3. Weight Update Rule:

   - The weights are updated by moving in the opposite direction of the gradient of the error with respect to the weights.

   - The update is proportional to the product of the error and the input. This proportionality factor is known as the learning rate.

   - Mathematically, the weight update rule can be expressed as: 

W_new = W_old + n . (d - y) . x 

where:

     - W_new and W_old are the new and old weights, respectively.

     - n is the learning rate.

     - d is the desired output. In the checkers problem it is Vtrain(b).

     - y is the predicted output. In the checkers problem it is V'(b)

     - x is the input.

Effect of (d - y) on weight

If 0 - no change in weight

If positive, value of weight increases

4. Applications:

   - The LMS algorithm is widely used in adaptive filters for noise cancellation, adaptive equalization in data communications, and other areas where systems need to adapt to changing environments.

   - It's also a foundational concept in neural networks and other machine learning models, especially in the context of online learning or real-time data processing.

5. Advantages:

   - Simplicity and ease of implementation.

   - Effective in environments where the properties of the signal or the noise are not fully known or change over time.

6. Limitations:

   - The choice of the learning rate is crucial. A small learning rate makes the algorithm converge slowly, while a large learning rate can lead to instability or oscillation.

   - LMS is typically used for linear models and might not be effective for complex, non-linear relationships.

In summary, the LMS training rule is a key algorithm in adaptive signal processing and machine learning, particularly useful for applications that require continuous adjustment of parameters in response to an evolving data stream.

Summary 

To derive training examples from indirect training experience in the context of board games like chess or checkers for a learning AI, you can follow a procedure involving game simulation, evaluation, and feedback. This process allows the AI to learn from experiences without direct or explicit instruction. Here's a step-by-step guide:

1. Game Simulation:

   - Play Games: Have the AI play numerous games against itself or against other opponents (either AI or human). During these games, every move leads to a new board state.

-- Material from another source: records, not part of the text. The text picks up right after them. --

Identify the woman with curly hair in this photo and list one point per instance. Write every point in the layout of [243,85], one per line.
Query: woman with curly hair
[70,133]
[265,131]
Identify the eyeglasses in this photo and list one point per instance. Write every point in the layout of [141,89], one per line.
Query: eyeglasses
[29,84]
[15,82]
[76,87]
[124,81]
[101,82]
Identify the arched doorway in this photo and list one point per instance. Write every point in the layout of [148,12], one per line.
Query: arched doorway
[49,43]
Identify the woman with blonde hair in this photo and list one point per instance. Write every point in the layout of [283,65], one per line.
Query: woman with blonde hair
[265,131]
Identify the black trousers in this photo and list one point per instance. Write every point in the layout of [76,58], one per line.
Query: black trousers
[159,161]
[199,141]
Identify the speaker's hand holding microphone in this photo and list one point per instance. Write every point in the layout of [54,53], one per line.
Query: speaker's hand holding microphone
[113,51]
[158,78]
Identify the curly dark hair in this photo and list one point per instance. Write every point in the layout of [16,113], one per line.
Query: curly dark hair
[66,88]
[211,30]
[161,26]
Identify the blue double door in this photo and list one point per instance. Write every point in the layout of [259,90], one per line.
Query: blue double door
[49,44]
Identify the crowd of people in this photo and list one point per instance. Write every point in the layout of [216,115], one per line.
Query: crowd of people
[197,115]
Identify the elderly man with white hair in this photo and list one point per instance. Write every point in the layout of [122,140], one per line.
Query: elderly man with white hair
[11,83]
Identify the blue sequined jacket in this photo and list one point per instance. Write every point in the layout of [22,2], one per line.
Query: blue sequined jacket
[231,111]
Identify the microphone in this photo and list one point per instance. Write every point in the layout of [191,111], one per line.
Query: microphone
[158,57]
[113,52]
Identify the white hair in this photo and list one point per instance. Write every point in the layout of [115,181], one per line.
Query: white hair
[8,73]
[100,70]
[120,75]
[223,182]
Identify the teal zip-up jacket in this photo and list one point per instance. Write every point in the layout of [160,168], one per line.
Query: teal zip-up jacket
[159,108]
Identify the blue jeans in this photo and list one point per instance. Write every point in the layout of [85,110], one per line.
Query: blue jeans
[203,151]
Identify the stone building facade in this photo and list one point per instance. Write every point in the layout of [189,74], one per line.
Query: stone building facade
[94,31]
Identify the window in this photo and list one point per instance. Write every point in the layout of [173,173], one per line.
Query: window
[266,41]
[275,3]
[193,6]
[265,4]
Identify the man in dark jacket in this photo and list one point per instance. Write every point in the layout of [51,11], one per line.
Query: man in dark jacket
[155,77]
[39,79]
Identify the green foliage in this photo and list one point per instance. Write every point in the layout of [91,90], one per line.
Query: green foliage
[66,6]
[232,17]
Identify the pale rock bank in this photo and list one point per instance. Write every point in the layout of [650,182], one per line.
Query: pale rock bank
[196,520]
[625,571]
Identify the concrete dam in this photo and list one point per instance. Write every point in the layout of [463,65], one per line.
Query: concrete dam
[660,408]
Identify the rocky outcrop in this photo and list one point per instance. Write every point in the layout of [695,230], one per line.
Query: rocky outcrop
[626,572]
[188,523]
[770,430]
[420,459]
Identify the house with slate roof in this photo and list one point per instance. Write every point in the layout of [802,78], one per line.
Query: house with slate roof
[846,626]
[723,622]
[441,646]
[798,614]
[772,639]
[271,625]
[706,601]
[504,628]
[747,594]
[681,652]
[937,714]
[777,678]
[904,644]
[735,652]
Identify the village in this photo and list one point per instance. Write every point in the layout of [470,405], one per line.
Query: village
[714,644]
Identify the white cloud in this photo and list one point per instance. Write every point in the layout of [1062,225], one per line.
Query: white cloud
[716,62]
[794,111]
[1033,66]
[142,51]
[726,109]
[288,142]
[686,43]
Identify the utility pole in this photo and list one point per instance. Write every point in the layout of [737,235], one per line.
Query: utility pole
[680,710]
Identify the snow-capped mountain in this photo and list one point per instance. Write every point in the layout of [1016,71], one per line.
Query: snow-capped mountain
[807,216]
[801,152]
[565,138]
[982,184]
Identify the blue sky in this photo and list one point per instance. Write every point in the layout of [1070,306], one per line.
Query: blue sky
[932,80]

   - Record States: Systematically record each board state 'b' encountered during these games. This includes the arrangement of pieces on the board at every stage of the game.

2. Outcome Evaluation:

   - Determine Outcomes: After a game concludes, identify the outcome (win, lose, draw) for each side. This outcome is especially clear in games like chess or checkers where there's a definitive win/loss condition.

   - Assign Values to Final States: Assign a training value to the final board state based on the outcome. For example, +100 for a win, -100 for a loss, 0 for a draw.

   - Backtrack Values: Work backwards from the final state to earlier states in the game. The idea is to assign a value to these earlier states that reflects their contribution to the final outcome. This can be done using algorithms like temporal difference learning, where the value of a state is adjusted based on the value of the state that follows it.

3. Intermediate State Valuation:

   - Heuristic Evaluation: For states that are not directly linked to the end of a game (like mid-game states), use heuristic methods to assign a preliminary value. This could be based on the number of pieces each player has, the positioning of pieces, control of the board, etc.

   - Refinement Over Time: As the AI encounters similar states in different games, it refines the values of these states based on new outcomes and experiences. The AI learns which states tend to lead to wins and which to losses.

4. Creating Training Pairs:

   - Pair States with Values: Pair each recorded board state 'b' with its corresponding value Vtrain(b). This creates a dataset of training examples in the form (b, Vtrain(b)).

   - Use in Training: Use these training pairs to train the AI. The AI learns to recognize patterns in the board states and understand how different states correlate with winning or losing.

5. Iterative Learning and Adjustment:

   - Continuous Improvement: As the AI plays more games and encounters more states, it continuously adjusts its evaluation of board states based on new experiences.

   - Feedback Loop: The performance of the AI in subsequent games serves as feedback, indicating how well it has learned from the training examples.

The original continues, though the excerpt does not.